Öztürk Yılmaz ne yapmak istiyor
Ben de sanmıştım ki; Öztürk Yılmaz "Türkçe ezan ve ibadet" den bahsedip, seçim arifesinde CHP'nin aleyhine bir propagandanın zeminine çanak tutmak gibi bir gaftan dolayı ihraç edildiğini düşünerek; CHP'nin mahalle baskısı nedeniyle kendisini ihraç edip, haksızlık yapıldığını düşünmüştüm, geri alıyorum.
CNN'deki konuşmalarını dinledikçe kendisine yapılanın az bile olduğunu düşündüm. Şu anda CHP seçmeninin oyları ile vekilliği devam eden bu adam Kılıçdaroğlu'na yalancı diyor.
Bir insan bu kadar çığ olabilir mi Allah aşkına. Bu çiğlikte nasıl parti kurup, liderlik yapacaksın.

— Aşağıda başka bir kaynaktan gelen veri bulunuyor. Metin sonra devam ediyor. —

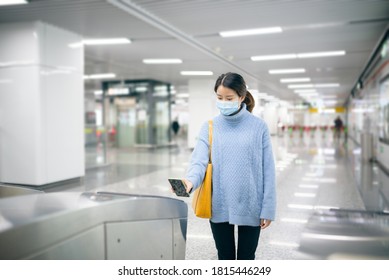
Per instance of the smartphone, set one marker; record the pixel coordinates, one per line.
(178, 187)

Diyelim ki haklısın ve öfkelisin; kullanabileceğin en uygun ifade "Sayın Kılıçdaroğlu beni anlamak istemedi, zaman ayırmadı, beni dinlemedi" şeklinde olabilirdi ama "Yalancı" ifadesi son derece kaba olmuştur.

Gazeteci Özlem Gürses
Gazeteci Özlem Gürses'i tebrik ediyorum.
D. Perinçek; AKP, VP ve MHP dışında her partiyi fetöcülükle itham edince Özlem Gürses "Böyle itham ve iftiralar karşısında programda bu partilere kendilerini savunma fırsatı verilmemesi büyük haksızlıktır" diyerek bir anlamda A.Hakan'a "Bu işi yapacaksan doğru dürüst yap, böyle gazetecilik olmaz" demiştir.
Bu tepkisini belki de bir daha bu programa çağrılmayacağının hesabını yaparak da göstermeyi göze almış olabilir. Nihayetine bu programalar bu insanların geçim kapısı, çalışma alanı.
Herkes kazancı yanında bir o kadar da ekmeğini yediği mesleğinin onuruna sahip çıksa; belki de toplumu yönetmek için birilerinin aklına ve organizasyonuna bile ihtiyaç duymayacağız.

Milletvekili Transferi...
Lütfen biraz samimi olun. Neymiş efendim "Milletvekili transferleri etik değil"miş. El hak; elbette doğru. Ancak bu anlamda, bu cümleyi kurabilecek kadar günahsız olduğunuza dair temiz kağıdını nereden aldınız.
Tek adamlılık ve otoriterliğiniz ile belki istemediğimizi dayatabilirsiniz ama gözlerimiz şahit oldu diye körlüğü bizlere dayatamazsınız. Sen kısasın, o uzun; yalan mı.

İYİ PARTI'de kıçlarının altındaki koltukları henüz ısınmamışken; hanenize buyur ettiğiniz vekilleri nasıl izah edeceksiniz peki.